Paralegal research time on routine statute questions dropped by approximately 70%. Questions that previously required escalation to an attorney - because the paralegal could not quickly find the governing statute - are now answered directly with full citations. The firm's client response time on routine matters improved from same-day (at best) to within the hour.
The citation reliability changed the nature of the work. Previously, paralegals were cautious about sharing research with clients because they were not confident in the sourcing. With every response grounded in a specific, verifiable code section, they could share the output directly - sometimes verbatim - as the basis for a client response. Attorney review shifted from "checking the research" to "adding judgment and strategy."
Document analysis became a new capability the firm had not previously had. Paralegals can upload lease agreements and receive an immediate analysis of how the terms interact with the relevant jurisdiction's statutory requirements - flagging clauses that may be unenforceable, missing required disclosures, or inconsistent with local law. What had been a billable task for an attorney became a 3-minute automated pre-screen.

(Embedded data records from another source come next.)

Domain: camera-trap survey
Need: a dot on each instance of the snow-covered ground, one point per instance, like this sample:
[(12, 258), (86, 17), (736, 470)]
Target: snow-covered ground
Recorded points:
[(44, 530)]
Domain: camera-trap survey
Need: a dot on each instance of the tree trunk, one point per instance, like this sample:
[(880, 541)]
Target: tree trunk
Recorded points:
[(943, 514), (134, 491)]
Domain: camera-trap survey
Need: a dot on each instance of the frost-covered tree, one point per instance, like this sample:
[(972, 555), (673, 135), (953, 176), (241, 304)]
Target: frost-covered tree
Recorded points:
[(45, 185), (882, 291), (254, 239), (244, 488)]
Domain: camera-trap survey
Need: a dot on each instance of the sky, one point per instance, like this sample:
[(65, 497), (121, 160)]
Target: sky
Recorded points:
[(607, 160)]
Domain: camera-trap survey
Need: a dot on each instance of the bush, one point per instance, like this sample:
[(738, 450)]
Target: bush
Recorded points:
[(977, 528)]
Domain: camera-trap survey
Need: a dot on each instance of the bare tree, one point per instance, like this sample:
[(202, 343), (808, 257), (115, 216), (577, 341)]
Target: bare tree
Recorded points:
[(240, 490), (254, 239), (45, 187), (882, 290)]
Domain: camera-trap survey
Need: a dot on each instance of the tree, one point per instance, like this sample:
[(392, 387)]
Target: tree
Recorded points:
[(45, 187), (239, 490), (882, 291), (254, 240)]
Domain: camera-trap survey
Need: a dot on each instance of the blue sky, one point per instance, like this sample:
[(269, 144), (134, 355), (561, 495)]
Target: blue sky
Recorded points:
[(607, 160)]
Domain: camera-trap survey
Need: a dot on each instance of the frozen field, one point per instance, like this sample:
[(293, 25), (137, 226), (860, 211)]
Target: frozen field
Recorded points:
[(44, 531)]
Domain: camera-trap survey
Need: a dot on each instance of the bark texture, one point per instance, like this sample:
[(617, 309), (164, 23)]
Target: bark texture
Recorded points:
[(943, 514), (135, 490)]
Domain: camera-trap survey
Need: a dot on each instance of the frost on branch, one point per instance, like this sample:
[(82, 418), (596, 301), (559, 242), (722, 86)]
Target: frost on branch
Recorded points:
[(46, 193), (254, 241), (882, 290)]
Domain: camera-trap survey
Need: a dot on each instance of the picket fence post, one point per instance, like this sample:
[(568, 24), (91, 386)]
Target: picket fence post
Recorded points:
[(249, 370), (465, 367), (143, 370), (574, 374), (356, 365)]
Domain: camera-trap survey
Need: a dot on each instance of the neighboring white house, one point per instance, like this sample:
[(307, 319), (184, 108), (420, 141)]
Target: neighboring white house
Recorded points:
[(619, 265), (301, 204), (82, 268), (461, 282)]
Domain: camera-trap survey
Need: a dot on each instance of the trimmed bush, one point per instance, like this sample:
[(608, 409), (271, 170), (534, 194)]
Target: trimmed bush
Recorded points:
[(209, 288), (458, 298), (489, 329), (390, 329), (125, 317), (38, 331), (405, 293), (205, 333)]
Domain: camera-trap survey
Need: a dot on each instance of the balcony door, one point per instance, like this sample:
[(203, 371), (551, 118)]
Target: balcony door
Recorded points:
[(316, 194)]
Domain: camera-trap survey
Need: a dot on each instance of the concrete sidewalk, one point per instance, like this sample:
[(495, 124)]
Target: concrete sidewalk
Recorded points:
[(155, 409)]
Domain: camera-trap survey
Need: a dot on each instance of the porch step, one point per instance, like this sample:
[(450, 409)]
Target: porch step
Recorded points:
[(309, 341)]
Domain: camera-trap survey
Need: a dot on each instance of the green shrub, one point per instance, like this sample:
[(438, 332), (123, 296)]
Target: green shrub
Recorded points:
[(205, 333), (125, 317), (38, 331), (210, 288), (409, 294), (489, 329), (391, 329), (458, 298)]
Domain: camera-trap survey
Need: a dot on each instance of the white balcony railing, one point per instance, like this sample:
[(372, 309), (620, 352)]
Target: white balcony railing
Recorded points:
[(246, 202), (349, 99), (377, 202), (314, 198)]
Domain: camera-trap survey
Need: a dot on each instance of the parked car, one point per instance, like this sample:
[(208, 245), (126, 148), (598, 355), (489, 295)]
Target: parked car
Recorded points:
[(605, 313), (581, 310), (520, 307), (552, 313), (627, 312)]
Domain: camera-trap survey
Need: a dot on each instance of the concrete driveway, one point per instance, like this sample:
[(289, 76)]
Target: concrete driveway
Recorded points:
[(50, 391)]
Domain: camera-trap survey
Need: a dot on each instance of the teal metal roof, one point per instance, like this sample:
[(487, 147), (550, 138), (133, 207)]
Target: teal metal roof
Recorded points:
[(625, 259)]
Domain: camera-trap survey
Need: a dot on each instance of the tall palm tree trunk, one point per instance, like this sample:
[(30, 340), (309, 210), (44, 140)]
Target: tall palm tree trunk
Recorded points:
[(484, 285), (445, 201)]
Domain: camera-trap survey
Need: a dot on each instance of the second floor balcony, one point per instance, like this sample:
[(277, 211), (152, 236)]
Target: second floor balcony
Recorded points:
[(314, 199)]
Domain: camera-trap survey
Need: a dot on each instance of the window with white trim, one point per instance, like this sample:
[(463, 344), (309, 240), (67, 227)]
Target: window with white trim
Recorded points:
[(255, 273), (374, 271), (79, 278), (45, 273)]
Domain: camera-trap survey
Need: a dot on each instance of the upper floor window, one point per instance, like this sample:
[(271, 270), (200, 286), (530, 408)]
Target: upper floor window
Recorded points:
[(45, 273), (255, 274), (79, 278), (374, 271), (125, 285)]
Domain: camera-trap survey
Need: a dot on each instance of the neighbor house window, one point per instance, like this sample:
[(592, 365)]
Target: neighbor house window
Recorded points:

The difference between a useful AI legal research tool and a dangerous one is grounding. Most AI tools are optimized to always provide an answer. Legal work requires a tool that knows when it does not have sufficient grounded material to answer, and says so explicitly. The investment in hallucination prevention - strict citation requirements, verification steps, explicit uncertainty handling - was not a technical formality. It was the entire basis on which the firm was willing to use the system with clients. Every implementation detail that supports that reliability is load-bearing.